Los sujetos empresariales deben reflexionar respecto de la necesidad de adoptar y certificar su modelo preventivo de delitos al interior de la empresa. Reflexionar sobre estas materias permite a estos sujetos adquirir conciencia de los desafíos que deben enfrentar en la identificación de riesgos al interior de su organización. Lo anterior, con el objeto de prevenir los delitos contemplados en el modelo chileno de responsabilidad penal de las personas jurídicas.

Una P.d.P. en la empresa no puede comenzar sin un análisis de riesgo de los procesos al interior de la estructura de la organización. Tal responsabilidad no recae sólo en el encargado de prevención de la empresa, sino que también es una tarea conjunta con el resto de los miembros de la organización, bajo la supervisión de alguna auditora o clasificadora de riesgo que certifique el M.d.P. de la empresa.

Adoptar una P.d.P. que cumpla de forma específica con los pasos establecidos, facilita no sólo la certificación del modelo, sino también anteponerse ante un futuro conflicto con la autoridad. Por ende, tener en cuenta los aspectos que hemos enunciados en torno al lavado de activos, receptación, cohecho, financiamiento del terrorismo, negociación incompatible, corrupción entre particulares, apropiación indebida, administración desleal y los demás delitos estudiados, nos puede ayudar en la conformación de una estrategia de defensa que considere las aristas más complejas de estas figuras delictivas.

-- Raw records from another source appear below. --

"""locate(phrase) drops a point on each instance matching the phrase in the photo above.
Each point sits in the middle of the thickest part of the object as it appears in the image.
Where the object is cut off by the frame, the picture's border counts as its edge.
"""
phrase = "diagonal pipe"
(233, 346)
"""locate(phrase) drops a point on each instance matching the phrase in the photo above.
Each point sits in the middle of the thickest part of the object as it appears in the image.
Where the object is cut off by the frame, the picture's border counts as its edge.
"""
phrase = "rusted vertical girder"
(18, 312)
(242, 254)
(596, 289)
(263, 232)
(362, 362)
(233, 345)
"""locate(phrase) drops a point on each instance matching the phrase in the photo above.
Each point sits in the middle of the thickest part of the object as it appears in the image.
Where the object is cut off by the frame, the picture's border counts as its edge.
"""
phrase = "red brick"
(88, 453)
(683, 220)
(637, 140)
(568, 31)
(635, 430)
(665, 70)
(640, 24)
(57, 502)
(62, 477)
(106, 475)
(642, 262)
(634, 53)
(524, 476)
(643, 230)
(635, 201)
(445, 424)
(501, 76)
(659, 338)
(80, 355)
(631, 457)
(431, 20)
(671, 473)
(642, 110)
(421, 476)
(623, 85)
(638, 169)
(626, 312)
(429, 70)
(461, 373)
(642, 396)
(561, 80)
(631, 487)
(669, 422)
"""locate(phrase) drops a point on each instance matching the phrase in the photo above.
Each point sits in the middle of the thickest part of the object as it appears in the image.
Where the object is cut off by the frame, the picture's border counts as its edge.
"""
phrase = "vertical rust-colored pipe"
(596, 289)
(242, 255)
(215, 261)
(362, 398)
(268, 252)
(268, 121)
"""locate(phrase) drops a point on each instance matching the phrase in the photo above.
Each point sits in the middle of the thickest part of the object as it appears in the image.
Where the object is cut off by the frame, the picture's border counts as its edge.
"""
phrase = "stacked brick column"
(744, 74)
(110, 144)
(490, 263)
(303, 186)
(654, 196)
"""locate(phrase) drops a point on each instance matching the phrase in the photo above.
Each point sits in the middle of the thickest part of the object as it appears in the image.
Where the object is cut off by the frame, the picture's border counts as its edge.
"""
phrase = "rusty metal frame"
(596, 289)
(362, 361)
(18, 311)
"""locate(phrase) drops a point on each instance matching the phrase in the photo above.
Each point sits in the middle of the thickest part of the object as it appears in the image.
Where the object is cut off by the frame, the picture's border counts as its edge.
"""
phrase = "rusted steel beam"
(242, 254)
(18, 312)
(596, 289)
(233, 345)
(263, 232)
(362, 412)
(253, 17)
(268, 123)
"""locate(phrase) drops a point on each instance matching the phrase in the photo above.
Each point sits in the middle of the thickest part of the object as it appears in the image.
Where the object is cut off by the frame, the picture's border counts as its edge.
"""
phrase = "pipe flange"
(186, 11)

Por otra parte, si bien parece dominar a la Ley Nº 20.393 un modelo de responsabilidad derivada atenuada, es posible interpretar desde nuestra perspectiva del inciso final del art. 5º una hipótesis material de responsabilidad autónoma. En consecuencia, los alcances de la responsabilidad autónoma quedan abiertos a la interpretación dogmática, sin restringirse el modelo chileno a una responsabilidad heterónoma por el hecho ajeno, hasta que sea objeto de modificaciones en el futuro que apunten en uno u otro sentido.

Esta reflexión surge a propósito de la pregunta realizada a Miguel Bajo Fernández, respecto de la posibilidad de aplicar e interpretar el modelo de culpabilidad constructivista en el modelo chileno en la disposición del inciso final del art. 5º, en el contexto de su charla acerca de «la persona jurídica» en la Universidad Alberto Hurtado en octubre de 2011. Miguel Bajo Fernández en dicha oportunidad señaló que le llamaba la atención la postura adoptada por Hernández que rechazaba la posibilidad de admitir una verdadera hipótesis materia de responsabilidad autónoma en la Ley Nº 20.393. Asimismo, Enrique Bacigalupo en el seminario «Responsabilidad penal de las personas jurídicas», realizado en la Universidad de Chile, en el mes de octubre del año 2011, los días 25, 26, 27 y 28, señaló que esta cuestión sería zanjada conforme con la jurisprudencia o futuras modificaciones legales en el modelo legislativo chileno.

Así, aunque resulta inusual pensar que el proceso penal se trata de efectuar un juicio sobre una empresa o corporación, los nuevos parámetros de imputación penal de un Derecho penal moderno, obedecen a la perspectiva de un sujeto corporativo capaz de autorregularse.

De ahí que en esta última sección se ha expuesto la posibilidad de aplicación del modelo de culpabilidad constructivista. Así pues, si bien es cierto las empresas no cuentan con capacidad de acción como lo seres humanos, estas tienen una capacidad propia de autoorganización, es decir, un equivalente funcional a la voluntad individual. Por ello, en la medida que se les reconozca dicha libertad también se les podrá exigir un uso responsable de ella.

Finalmente, un uso responsable de la libertad empresarial implica adoptar un M.d.P., aunque no sea una exigencia legal. Las sanciones a las que puede verse expuesta la empresa son de tal entidad que crean esta necesidad. De esta manera, una P.d.P. que logre condensar las exigencias de la normativa chilena permite no sólo fomentar una cultura empresarial de cumplimiento, sino también preparar una estrategia de defensa que recupere los valores de una gestión responsable en los negocios.